Nos ha caído la cadena perpetua del “por si acaso”. Estamos condenadas a llevar siempre el móvil con la batería cargada y las llaves en la mano a modo de arma. A acelerar el paso cuando volvemos solas a casa. A no llamar la atención y pasar desapercibidas. A organizar nuestro ocio pensando antes en las posibles amenazas a nuestra seguridad que en nuestra diversión. A que todos nuestros planes deban llevar anexo una guía de prevención de riesgos. A evaluar el peligro antes de tomar cualquier decisión. A no poder desear y ligar sin suspicacia, sin remordimientos, sin pensar “¿y si resulta que…?”. Nos condenan hasta a muerte, porque si no arriesgamos nuestra vida, si no nos resistimos con todas nuestras fuerzas a nuestros captores, estaremos siendo cómplices de su delito, en lugar de las víctimas.
La mayor condena ha sido para ella, C., esa chica en la que apenas nos atrevemos a pensar porque su dolor nos duele, porque su herida nos late abierta dentro de todas y cada una de nosotras. Le han negado la única palabra que define lo que le ocurrió. No le han concedido ni siquiera la certeza de haber sido violada. Por eso hemos llorado tanto mientras gritábamos en la calle “no es abuso, es violación”. Porque la han condenado a preguntarse una y otra vez qué hubiera pasado si se hubiese retirado antes de la fiesta, sino no se hubiese fijado en los ojos tan bonitos de aquel chico, si hubiese dado una excusa para escaquearse a la primera señal de alarma, si no les hubiese seguido el rollo, si hubiese pataleado y chillado hasta desgañitarse. La han condenado a sentirse culpable, a dudar de sí misma.

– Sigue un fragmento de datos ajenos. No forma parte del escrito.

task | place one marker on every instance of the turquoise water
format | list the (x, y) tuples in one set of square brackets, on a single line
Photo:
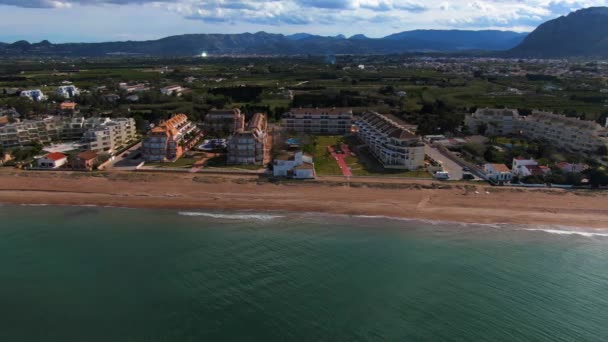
[(101, 274)]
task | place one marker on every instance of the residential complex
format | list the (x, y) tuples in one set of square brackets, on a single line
[(33, 94), (109, 135), (225, 120), (248, 146), (97, 134), (68, 91), (169, 140), (318, 120), (391, 141), (562, 132), (565, 133)]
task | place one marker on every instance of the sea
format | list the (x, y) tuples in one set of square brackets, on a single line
[(114, 274)]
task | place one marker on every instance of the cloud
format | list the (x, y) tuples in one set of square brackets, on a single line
[(346, 16)]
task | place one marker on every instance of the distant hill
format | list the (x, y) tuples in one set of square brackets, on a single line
[(464, 40), (583, 33), (277, 44)]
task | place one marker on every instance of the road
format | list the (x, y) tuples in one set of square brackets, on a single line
[(449, 165)]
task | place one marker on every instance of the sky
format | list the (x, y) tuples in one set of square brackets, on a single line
[(111, 20)]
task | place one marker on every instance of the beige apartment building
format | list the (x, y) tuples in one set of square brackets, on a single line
[(318, 120), (225, 120), (391, 141), (248, 146)]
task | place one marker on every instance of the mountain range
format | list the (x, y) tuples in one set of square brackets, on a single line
[(278, 44), (583, 33)]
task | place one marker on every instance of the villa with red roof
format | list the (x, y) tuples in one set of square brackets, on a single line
[(52, 161)]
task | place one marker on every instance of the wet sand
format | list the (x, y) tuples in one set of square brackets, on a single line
[(417, 199)]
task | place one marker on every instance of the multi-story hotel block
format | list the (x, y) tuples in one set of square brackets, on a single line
[(562, 132), (169, 140), (248, 146), (34, 94), (110, 135), (318, 120), (225, 120), (565, 133), (89, 132), (391, 142)]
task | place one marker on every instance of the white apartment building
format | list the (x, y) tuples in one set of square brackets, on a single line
[(109, 136), (68, 91), (563, 132), (34, 95), (88, 131), (294, 165), (391, 142), (29, 132), (318, 120), (248, 146), (496, 121)]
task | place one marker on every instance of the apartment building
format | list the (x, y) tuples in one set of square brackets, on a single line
[(495, 121), (109, 135), (318, 120), (248, 146), (90, 132), (68, 91), (564, 132), (33, 94), (225, 120), (30, 132), (393, 144), (170, 139)]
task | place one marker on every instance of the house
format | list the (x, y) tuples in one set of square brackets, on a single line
[(391, 141), (67, 106), (498, 172), (33, 94), (52, 161), (294, 165), (172, 90), (68, 91), (112, 98), (572, 168), (318, 120), (169, 140), (225, 120), (523, 167), (248, 146), (85, 160), (133, 88)]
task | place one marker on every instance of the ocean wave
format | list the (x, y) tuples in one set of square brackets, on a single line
[(258, 217), (567, 232)]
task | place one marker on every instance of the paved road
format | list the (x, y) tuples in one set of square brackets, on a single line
[(449, 165)]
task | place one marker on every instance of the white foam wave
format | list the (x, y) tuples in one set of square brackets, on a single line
[(257, 217), (568, 232)]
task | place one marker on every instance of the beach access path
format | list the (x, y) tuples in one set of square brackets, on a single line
[(341, 159)]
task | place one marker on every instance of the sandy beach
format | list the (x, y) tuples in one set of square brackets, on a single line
[(418, 199)]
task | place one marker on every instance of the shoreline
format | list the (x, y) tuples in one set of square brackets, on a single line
[(407, 199)]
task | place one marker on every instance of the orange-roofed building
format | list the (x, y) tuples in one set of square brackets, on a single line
[(67, 105), (169, 140)]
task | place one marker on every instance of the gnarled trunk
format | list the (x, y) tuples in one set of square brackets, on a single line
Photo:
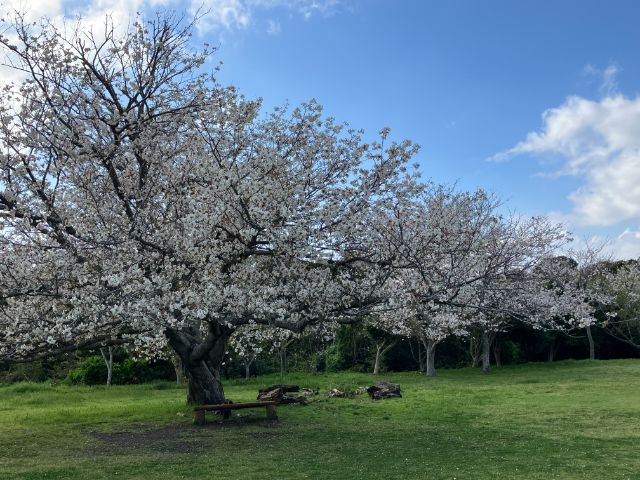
[(202, 360), (487, 338), (177, 367), (592, 347), (496, 353), (553, 349), (108, 360), (430, 347)]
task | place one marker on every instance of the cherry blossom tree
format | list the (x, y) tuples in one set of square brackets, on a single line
[(621, 283), (143, 203), (460, 263)]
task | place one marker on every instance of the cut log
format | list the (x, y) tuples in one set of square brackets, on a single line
[(309, 392), (337, 393), (279, 394), (382, 390)]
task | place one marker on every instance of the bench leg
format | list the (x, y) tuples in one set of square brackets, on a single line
[(271, 411), (199, 417)]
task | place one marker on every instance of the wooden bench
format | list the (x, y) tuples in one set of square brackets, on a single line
[(226, 408)]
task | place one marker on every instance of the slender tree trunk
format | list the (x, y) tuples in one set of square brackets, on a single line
[(592, 347), (108, 360), (202, 361), (380, 351), (486, 351), (430, 347)]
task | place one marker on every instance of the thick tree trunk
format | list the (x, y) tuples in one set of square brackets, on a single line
[(283, 362), (430, 347), (486, 351), (496, 353), (553, 349), (202, 360), (376, 365), (177, 367), (592, 347), (108, 360), (474, 351)]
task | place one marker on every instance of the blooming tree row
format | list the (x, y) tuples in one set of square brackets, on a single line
[(143, 203)]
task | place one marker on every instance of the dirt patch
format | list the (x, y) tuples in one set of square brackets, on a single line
[(173, 438)]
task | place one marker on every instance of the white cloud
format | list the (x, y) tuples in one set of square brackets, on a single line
[(598, 142), (230, 15), (607, 77), (273, 27)]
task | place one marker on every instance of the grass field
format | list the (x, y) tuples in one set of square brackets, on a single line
[(578, 420)]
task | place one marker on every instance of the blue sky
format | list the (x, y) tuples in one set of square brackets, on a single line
[(468, 80)]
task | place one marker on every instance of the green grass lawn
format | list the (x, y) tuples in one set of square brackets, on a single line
[(539, 421)]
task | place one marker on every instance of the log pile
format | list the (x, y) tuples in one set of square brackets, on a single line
[(383, 390), (280, 394)]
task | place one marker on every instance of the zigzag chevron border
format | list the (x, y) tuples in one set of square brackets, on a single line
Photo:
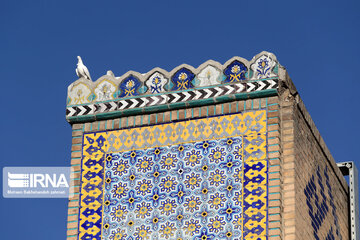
[(170, 98)]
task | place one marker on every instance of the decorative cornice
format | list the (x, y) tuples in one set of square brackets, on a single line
[(159, 90)]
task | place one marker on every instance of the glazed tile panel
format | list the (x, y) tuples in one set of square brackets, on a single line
[(195, 179)]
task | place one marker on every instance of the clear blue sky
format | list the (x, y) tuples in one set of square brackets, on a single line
[(317, 41)]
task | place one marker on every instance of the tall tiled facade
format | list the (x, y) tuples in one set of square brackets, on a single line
[(218, 152)]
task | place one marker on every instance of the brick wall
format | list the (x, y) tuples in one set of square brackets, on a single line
[(307, 194)]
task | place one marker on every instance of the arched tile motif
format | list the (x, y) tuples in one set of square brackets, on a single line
[(182, 79), (105, 90), (79, 94), (208, 76), (263, 67), (129, 86), (235, 72), (156, 83)]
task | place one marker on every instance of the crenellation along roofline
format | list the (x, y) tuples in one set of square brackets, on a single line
[(183, 86)]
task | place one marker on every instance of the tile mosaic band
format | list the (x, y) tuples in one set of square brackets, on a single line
[(196, 179)]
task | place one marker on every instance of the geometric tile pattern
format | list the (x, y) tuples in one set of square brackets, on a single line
[(316, 192), (197, 179), (171, 98)]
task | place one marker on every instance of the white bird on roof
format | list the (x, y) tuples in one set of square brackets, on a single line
[(82, 70)]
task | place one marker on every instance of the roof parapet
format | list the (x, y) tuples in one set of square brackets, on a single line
[(184, 83)]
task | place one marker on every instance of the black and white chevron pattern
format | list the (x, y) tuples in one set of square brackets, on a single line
[(169, 98)]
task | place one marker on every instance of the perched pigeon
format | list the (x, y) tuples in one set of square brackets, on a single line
[(82, 70), (110, 73)]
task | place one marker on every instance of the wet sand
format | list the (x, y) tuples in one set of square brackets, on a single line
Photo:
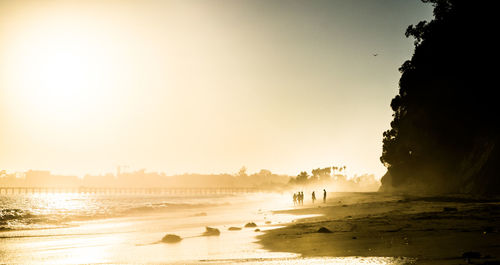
[(428, 230)]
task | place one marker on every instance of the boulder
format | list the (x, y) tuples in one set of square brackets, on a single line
[(211, 231), (324, 230), (171, 238)]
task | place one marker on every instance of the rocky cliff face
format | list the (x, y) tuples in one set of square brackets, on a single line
[(444, 137), (477, 173)]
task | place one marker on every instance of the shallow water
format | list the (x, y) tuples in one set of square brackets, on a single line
[(83, 229)]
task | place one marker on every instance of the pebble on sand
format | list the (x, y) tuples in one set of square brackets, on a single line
[(211, 231), (171, 238), (251, 224), (324, 230)]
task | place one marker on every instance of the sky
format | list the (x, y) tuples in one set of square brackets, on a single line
[(200, 86)]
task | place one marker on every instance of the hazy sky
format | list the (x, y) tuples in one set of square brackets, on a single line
[(199, 86)]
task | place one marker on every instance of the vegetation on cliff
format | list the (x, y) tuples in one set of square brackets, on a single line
[(444, 133)]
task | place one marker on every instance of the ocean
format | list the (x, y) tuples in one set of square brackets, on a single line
[(71, 228)]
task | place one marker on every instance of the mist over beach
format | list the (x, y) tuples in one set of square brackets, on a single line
[(249, 132)]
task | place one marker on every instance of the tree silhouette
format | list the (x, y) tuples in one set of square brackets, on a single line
[(444, 133)]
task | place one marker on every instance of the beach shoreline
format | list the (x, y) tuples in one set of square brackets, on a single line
[(430, 230)]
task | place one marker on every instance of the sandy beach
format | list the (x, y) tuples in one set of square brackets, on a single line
[(428, 230)]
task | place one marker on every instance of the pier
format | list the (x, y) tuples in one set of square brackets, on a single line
[(117, 190)]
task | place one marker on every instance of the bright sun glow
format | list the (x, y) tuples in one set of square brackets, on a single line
[(59, 69)]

La mala noticia es que su condena nos señala a nosotras, nos carga con la mayor parte del peso de la responsabilidad, valida la idea de la víctima mártir que debe inmolarse por su honor, impone una idea de violación que no se corresponde con la realidad cotidiana, esa en la que le abrimos la puerta a nuestro agresor porque le conocemos e incluso puede gustarnos, la cruda realidad en que muchas hemos tenido que “consentir” sexo no deseado para evitar algo peor. La buena es que nos negamos rotundamente a cumplir esa condena subsidiaria. Nos estamos organizando y concienciando, hemos descubierto que el problema no está en nosotras, que no depende de qué hagamos y cómo para evitar ser violadas, que es estructural y para solucionarlo tenemos que cambiarlo todo, desde el Código Penal hasta lo que entendemos por relaciones sexuales, desde lo político a lo personal.
Claro que tenemos miedo, porque va a ser sonada la reacción patriarcal a la toma de conciencia de las mujeres y a la de muchos compañeros hombres que están abriendo los ojos, que han empezado a responder a las boutades machistas en las redes y grupos de Whatsapp, a impugnar el puticlub obligatorio en las despedidas de soltero, que no quieren ver miedo en los ojos de las chicas que se cruzan a partir de cierta hora, que rechazan tener sexo con mujeres que no les desean. Pero hemos encontrado la forma de vencer ese miedo, si no podemos caminar solas por las calles, las tomaremos entre todas. La justicia nos ha condenado más a nosotras, pero ayer también hubo una condena social para ellos. Estamos corriendo delante de las instituciones y vamos a mover su línea de flotación.